The Straits Times, citing a senior Malaysian government official, said Volkswagen delivered the news on Thursday (Mar-29-2007) to Khazanah Nasional, the government’s investment arm which is Proton’s main shareholder. It also quoted a Malaysian bank chief executive, who was aware of Volkswagen’s decision, as calling it “a major setback.” Khazanah holds a 42.74 percent stake in Proton. State pension fund EPF (Employees Provident Fund) and national oil firm Petroliam Nasional Bhd (Petronas) owns 12.07 percent and 8.84 percent respectively.
“Clearly, they don’t want to pour any resources into turning Proton around,” the newspaper cited the unidentified Malaysian government official as saying. It’s a no-brainer for such a deal. Who in the world would be idiot enough to help revitalize an ailing and screwed-up company without getting a good return of investment?

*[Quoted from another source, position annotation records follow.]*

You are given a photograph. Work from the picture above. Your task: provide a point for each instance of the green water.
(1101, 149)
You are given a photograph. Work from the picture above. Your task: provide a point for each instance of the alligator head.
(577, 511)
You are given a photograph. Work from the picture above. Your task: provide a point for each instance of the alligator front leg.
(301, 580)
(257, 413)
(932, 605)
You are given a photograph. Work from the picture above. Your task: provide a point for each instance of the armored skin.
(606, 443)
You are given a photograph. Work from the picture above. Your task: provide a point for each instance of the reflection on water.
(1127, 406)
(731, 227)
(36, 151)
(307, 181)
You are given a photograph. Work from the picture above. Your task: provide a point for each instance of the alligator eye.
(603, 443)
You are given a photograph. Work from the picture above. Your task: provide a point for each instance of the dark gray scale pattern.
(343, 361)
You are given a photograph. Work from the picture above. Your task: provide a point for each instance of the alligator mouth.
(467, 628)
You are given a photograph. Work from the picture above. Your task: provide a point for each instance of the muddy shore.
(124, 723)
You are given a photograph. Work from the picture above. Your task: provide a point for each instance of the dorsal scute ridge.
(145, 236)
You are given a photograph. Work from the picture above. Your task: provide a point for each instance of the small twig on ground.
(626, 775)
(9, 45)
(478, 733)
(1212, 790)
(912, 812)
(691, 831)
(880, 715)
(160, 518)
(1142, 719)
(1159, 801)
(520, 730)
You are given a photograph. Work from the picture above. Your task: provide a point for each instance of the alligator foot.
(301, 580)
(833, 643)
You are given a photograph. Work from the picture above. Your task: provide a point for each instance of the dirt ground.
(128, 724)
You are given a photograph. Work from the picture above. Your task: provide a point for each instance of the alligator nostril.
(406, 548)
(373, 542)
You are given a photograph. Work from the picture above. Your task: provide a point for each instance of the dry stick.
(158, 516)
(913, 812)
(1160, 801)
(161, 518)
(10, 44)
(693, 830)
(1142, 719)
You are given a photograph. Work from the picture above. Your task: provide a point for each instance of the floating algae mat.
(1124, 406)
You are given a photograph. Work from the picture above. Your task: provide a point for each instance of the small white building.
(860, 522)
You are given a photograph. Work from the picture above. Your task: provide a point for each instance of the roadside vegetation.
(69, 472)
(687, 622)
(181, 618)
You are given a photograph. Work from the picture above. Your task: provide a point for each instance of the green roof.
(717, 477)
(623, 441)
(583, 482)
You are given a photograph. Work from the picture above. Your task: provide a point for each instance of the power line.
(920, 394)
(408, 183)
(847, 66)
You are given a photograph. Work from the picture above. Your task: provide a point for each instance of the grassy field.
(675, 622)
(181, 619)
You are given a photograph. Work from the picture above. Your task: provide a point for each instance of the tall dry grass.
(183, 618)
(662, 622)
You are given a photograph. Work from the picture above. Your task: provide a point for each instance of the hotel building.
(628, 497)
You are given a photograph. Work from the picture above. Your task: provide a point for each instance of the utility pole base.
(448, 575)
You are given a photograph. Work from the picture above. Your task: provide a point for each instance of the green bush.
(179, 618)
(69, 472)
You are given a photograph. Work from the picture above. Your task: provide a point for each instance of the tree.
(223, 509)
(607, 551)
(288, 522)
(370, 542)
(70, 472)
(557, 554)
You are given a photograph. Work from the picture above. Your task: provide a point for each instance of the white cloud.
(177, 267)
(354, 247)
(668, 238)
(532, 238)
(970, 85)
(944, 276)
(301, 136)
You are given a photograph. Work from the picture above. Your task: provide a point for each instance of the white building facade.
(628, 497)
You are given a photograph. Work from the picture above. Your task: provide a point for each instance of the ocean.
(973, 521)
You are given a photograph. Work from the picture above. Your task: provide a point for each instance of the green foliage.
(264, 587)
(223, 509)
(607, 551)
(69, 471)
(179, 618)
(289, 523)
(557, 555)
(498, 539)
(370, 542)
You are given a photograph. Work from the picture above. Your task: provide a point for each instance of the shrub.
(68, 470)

Maybe the government still thinks the Proton is one of the greatest human inventions since compass. Already Malaysia premier Badawi stressed the identity of Proton will remains in the history of mankind. Your guess is as good as mine if it’s willing to sell the majority stake to Volkswagen. At the same time, the government wants the new partner to turnaround the sick company to profitable soonest possible. Proton might have set some impossible conditions which are not viable from the business’ perspective. With all these childish conditions, it’s a matter of time before the talk collapse.
Malaysian Prime Minister Abdullah Ahmad Badawi last week also said Proton was in talks with Volkswagen AG and would turn to US auto giant General Motors Corp. (NYSE : GM, stock) if those discussions failed. Maybe he knows the talk with Volkswagen will fails with such a statement.
Malaysia has already extended the deadline for a decision once, after saying last November it aimed to announce a partner by the end of January. The government had set a deadline of this Saturday for announcing a partner for Proton but Malaysian Deputy Prime Minister Najib Razak said Wednesday the the deadline might not be met.
“But it doesn’t matter,” he was quoted as saying by the state Bernama news agency. If you read it right, the statement from Najib meant the government is not very particular concern if the talk goes through. Why set a deadline then if it’s not important? Losing money every quarter and it’s still not important enough to find a solution to it? Maybe losing face is much severe than losing hundreds of millions of dollars.
So it’s up to General Motors’s turn to harass Proton as it’s the only candidate left to become the strategic partner of Proton. Should the talk fails again you can see more of the taxpayers’ money goes into bailing out the pet project of former premier, Mahathir. With this latest news, Proton’s stock price might see continuous sell-down.